The all-Republican Loudoun Board of Supervisors, which bows to no one when it comes to ethics, at last had something to say about fellow supervisor Eugene Delgaudio’s repeatedly proven peccadillos.

As we recall, it has been a mere 16 months since two of Delgaudio’s aides told Chairman Scott York (R) about Delgaudio’s misuse of office for personal gain and provided solid documentary evidence of the same, nine months since the Washington Post broke the story after York did his best to squelch the evidence, eight months since the Board abruptly canceled its own hastily-ordered “investigation” of the matter, and two full weeks since the special grand jury investigating Delgaudio issued an almost unprecedented report concluding that Delgaudio committed a “direct violation” the county’s code of conduct, repeatedly used his county-paid staff to engage in political fundraising which would have been an indictable felony but for a bizarre loophole in Virginia law that exempts county supervisors, and quite probably accepted large unreported cash campaign contributions.

So after months of saying nothing the Board finally spoke!
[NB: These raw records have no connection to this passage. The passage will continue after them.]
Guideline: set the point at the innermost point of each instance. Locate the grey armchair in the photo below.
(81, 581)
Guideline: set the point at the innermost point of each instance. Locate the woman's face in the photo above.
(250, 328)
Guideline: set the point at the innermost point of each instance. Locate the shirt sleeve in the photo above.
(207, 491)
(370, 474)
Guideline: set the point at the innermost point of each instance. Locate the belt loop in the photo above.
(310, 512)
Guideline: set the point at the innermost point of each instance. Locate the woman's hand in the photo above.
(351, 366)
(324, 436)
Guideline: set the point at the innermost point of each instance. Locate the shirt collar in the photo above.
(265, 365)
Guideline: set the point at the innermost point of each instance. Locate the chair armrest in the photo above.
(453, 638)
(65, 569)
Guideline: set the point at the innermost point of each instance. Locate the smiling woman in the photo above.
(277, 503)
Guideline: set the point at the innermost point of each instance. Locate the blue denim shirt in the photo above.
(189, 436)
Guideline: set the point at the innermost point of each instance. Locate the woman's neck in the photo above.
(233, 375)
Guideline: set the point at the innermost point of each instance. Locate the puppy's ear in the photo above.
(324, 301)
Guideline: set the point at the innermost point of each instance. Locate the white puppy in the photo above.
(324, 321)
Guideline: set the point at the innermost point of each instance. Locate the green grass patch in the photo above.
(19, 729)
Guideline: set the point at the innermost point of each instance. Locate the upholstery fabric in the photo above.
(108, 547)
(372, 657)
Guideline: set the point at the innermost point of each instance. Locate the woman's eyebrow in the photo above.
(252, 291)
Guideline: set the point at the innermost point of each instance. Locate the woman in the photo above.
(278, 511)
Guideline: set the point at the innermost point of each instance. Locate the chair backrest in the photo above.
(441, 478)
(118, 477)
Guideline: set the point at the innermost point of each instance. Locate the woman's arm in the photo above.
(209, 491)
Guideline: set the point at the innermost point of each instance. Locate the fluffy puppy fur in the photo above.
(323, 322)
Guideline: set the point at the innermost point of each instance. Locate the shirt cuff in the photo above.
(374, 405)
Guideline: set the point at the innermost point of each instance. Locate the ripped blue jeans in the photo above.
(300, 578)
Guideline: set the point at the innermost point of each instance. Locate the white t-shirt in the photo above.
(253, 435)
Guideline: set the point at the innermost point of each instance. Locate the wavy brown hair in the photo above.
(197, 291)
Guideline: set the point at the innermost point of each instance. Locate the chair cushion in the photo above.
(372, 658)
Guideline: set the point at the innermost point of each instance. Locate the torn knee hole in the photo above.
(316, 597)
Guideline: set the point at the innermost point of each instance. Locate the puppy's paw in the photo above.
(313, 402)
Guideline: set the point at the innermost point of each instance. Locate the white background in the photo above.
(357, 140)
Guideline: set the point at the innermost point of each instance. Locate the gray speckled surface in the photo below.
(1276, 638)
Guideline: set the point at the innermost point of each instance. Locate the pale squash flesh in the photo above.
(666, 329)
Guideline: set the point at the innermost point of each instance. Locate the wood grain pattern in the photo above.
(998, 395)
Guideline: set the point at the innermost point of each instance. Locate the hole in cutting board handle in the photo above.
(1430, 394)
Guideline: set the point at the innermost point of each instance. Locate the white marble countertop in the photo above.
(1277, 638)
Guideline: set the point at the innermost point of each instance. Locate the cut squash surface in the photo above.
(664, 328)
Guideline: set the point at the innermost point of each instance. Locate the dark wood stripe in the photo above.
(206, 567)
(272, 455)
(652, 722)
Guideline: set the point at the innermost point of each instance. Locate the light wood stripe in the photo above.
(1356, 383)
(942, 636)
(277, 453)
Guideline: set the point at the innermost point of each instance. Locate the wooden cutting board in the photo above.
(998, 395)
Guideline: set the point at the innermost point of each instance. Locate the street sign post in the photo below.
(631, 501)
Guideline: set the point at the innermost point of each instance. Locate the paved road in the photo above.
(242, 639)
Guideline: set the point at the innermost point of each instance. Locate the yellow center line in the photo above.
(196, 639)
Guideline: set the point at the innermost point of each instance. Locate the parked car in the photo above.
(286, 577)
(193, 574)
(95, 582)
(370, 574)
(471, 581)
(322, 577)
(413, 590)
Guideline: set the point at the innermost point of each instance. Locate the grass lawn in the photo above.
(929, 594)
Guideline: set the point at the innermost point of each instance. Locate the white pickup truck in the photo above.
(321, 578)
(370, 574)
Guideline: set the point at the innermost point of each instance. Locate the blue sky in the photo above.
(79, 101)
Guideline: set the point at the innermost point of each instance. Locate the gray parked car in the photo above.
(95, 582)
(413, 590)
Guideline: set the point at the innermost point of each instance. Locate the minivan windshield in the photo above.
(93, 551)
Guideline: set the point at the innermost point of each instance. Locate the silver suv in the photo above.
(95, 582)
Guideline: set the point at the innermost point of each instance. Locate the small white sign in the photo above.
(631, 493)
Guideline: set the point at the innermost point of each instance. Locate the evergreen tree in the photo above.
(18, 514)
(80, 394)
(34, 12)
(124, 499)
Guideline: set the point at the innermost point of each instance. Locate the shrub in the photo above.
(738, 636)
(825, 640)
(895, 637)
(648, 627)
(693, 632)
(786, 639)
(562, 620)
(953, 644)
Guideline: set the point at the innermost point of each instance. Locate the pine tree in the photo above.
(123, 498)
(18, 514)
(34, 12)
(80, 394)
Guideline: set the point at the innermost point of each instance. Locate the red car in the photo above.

The occasion was the very end of the Board’s July 3 business meeting; vice chairman Shawn Williams (R-Broad Run), with rich humor and originality, brought the subject up by referring to “the elephant in the room.”

They all then proceeded to make sanctimonious speeches in which they referred to everything but elephants:

• Ralph Buona (R-Ashburn) asserted that the Board had already taken decisive action on the matter last fall, when it passed a very stern resolution stating that henceforth staff aides cannot be also employed by their own supervisors’ outside political campaigns

• Matt Letourneau (R-Dulles) said he was very surprised to learn that ethics laws do not apply to supervisors, and suggested someone else, like the General Assembly, ought to fix that problem

• Janet Clarke (R-Blue Ridge) said the Board had not yet had time to “assimilate” the dozen-page-long grand jury report and so could do nothing yet

• and Suzanne Volpe (R-Algonkian) talked a lot about God and how she works very hard “to the best of my ability”

Somehow, not one managed to say that what Delgaudio did was wrong, nor did any mention that embarrassing little fact that the Board itself refused to renew the ethics policy of its predecessors, which would require supervisors to recuse themselves from votes that directly affect the interests of campaign contributors (York declared back in January 2012 that such a policy was “unnecessary,” “all about show,” and “unenforceable”, which appears to be another way of saying “inconvenient,” as it would have required him and almost every other member of the all-GOP Board to sit out votes they have since cast favoring the Loudoun Hounds and other big donors. Delgaudio himself memorably asserted that an ethics policy was a “ploy by pretentious liberals”). The argument several other supervisors made at their first meeting back in January 2012 was that they had no need for an ethics policy since their actions were already governed by state law.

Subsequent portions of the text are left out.